Previous research on the influence of bias voltage on TMR sensor characteristics is limited to field detection [17,19], sensitivity [20] and a special type of sensor based on a voltage-controlled magnetic anisotropy design [7]. A change in field detection with bias voltage has been reported for MgO-based TMR devices with square transfer curves [19] and for transfer curves with hysteresis [18]. The investigated field detection was calculated from the measured noise and bias voltage-dependence of the TMR ratio. The devices showed different behaviors in terms of of the field detection with bias voltage, depending on the frequency range. At frequencies where 1/f noise dominates, the field detection deteriorated with increasing voltage and showed no saturation in the measured range (up to 1 V). In contrast, at frequencies where white noise dominates, the field detection improved with bias voltage in a low range and then at higher saturation. The effect of bias voltage on sensitivity was reported for MgO-based TMR sensors with negligible hysteresis [20]. The sensors showed an increase in the sensitivity and saturation around 0.7 V. The reported results indicate a substantial change in the field detection and sensitivity with the bias voltage. However, there is a lack of systematic investigation of the bias dependence of the sensing characteristics, including the effect the voltage polarity.
Therefore, this work systematically investigates the influence of bias voltage polarity and magnitude on field sensitivity, nonlinearity, hysteresis and magnetic field detection of CoFeB/MgO/CoFeB-based tunneling magnetoresistance sensors. It focuses on sensors designed with the same properties but significantly different field sensitivities of 2.7 V/T, 45 V/T and 127 V/T. It shows that the field sensitivity and magnetic field detection of all sensors improved significantly with the bias, whereas the nonlinearity and hysteresis deteriorated. The sensitivity increased strongly (up to 32 times) and at a high rate (up to 266 V/T/V) and linearly with bias voltage up to 0.6 V. The field detection performance also declined significantly (up 3.9 times) with bias and exhibited the minimum values for the same magnitude of 0.5 V under both polarities for all sensors. A strong increase with bias was also observed for nonlinearity (up to 26 times) and hysteresis (up to 33 times). They also increased linearly with bias up to a significant magnitude (about 0.6 V). Moreover, the voltage magnitude, as well as the polarity, had a considerable influence on the sensing characteristics.
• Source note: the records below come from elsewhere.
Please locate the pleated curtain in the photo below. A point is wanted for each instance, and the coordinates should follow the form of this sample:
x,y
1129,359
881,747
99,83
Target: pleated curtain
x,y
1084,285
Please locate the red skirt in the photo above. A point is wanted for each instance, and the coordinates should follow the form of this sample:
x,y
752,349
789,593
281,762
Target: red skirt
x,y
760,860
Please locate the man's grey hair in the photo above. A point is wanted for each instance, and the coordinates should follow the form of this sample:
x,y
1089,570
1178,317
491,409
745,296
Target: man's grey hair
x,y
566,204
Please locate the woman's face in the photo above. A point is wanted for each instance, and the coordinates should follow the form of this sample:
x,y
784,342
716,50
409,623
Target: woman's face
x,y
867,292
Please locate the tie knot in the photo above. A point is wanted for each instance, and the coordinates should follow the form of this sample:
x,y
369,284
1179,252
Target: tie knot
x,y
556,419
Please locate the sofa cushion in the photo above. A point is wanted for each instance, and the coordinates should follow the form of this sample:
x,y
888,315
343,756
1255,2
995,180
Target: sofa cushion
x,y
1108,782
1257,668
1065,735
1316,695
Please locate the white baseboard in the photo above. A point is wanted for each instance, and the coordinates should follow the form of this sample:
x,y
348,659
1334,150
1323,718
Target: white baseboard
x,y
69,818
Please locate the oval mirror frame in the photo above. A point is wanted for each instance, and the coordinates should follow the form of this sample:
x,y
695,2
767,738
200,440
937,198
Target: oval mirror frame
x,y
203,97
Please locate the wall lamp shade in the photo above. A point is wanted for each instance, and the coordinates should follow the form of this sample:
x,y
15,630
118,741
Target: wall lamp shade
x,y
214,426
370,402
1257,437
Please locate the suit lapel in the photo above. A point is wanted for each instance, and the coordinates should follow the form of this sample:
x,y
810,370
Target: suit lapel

2. Sensor Fabrication and Characterization

To investigate the influence of bias voltage on the sensing characteristics, we fabricated sensors with the same properties but with significantly different field sensitivities (Figure 1a). We designed sensors using perpendicular magnetic anisotropy in the sensing layer (SL) [5]. To achieve sensors with different field sensitivities (FS), such that FS1 > FS2 > FS3, we used sensing layers with thicknesses (tSL) as follows: FS1:tSL = 1.30 nm; FS2:tSL = 1.25 nm; and FS3:tSL = 1.20 nm. The thinner sensing layer induced stronger perpendicular anisotropy, which resulted in larger saturation field of the layer (saturation field ~1/tSL). The larger saturation field caused the lower slope of the transfer curve, thus lower sensitivity. Moreover, the thinning of the sensing layer reduces the TMR ratio. Both of these changes contributed to the modification of the sensitivity through the sensing layer thickness. More details on the sensor design can be found in [5,18,19,21,22].
The sensor material stacks (Figure 1b) were deposited on 6-in. wafers using a TIMARIS sputtering system at Singulus AG using a linear dynamic deposition technique (Patent US 7,799,179). The metallic layers were deposited by DC magnetron sputtering and MgO by radio frequency RF magnetron sputtering. The linear dynamic deposition technique guarantees the homogeneity and thickness of the layers. The structure and thickness of the layers were verified during the optimization of the deposition process at Singulus AG. The exemplary transmission electron microscopy images of similar material structures deposited by the TIMARIS system were presented in [23].
The sensors were fabricated at INESC-MN using a laser lithography microfabrication process. The 6-in. wafers were diced into 1 in. × 1 in. wafers. The 1-in. wafers were patterned using direct-writing laser lithography and ion beam milling. All sensors were patterned into circular shapes with a diameter of 60 µm. The patterned 1 × 1-in wafers were annealed in a high vacuum at 340 °C for 1 h in a magnetic field of 0.5 T. The resistance of the sensors at zero external magnetic field was about 100 Ohm.
In investigating the dependence of the sensing characteristics on the bias voltage, we focused on field sensitivity, nonlinearity, hysteresis and magnetic field detection. The field sensitivity (FS) in unit V/T was calculated from the current versus magnetic field (I-B) curves as FS = (dI/dB)R for zero magnetic field. The nonlinearity was determined from fitting the experimental I-B transfer curves (inset of Figure 1) to a linear function. Based on the deviations of the current (δI) from the linear fits, we obtained the maximal nonlinearity (NLmax). The maximal hysteresis (HRmax) was determined as the maximal difference σI between the current for the increasing field and the current for the decreasing field. These sensing characteristics constitute a set of important properties that indicate sensor performance and potential applications.
We measured I-B transfer curves and the field detection of the sensors to investigate the influence of bias voltage on the sensing characteristics. The transfer curves were measured using a DC four-probe setup with Helmholtz coils as a magnetic field source and source measure unit (Keithley 2636A) in constant voltage mode under positive and negative biases. The magnetic field detection performance was measured in a shielded box, containing a battery-powered low-noise amplifier (Femto DLPVA 100), voltage bias circuit, and Helmholtz coils generating a magnetic field. The field detection was directly measured by applying AC magnetic fields with frequencies of 10 Hz, 10 kHz and 80 kHz to the sensors and recording the sensors’ signals using the spectrum analyzer technique. The low- and high-frequency field detection performance was determined as the magnetic field at which the sensor signal reached its noise level.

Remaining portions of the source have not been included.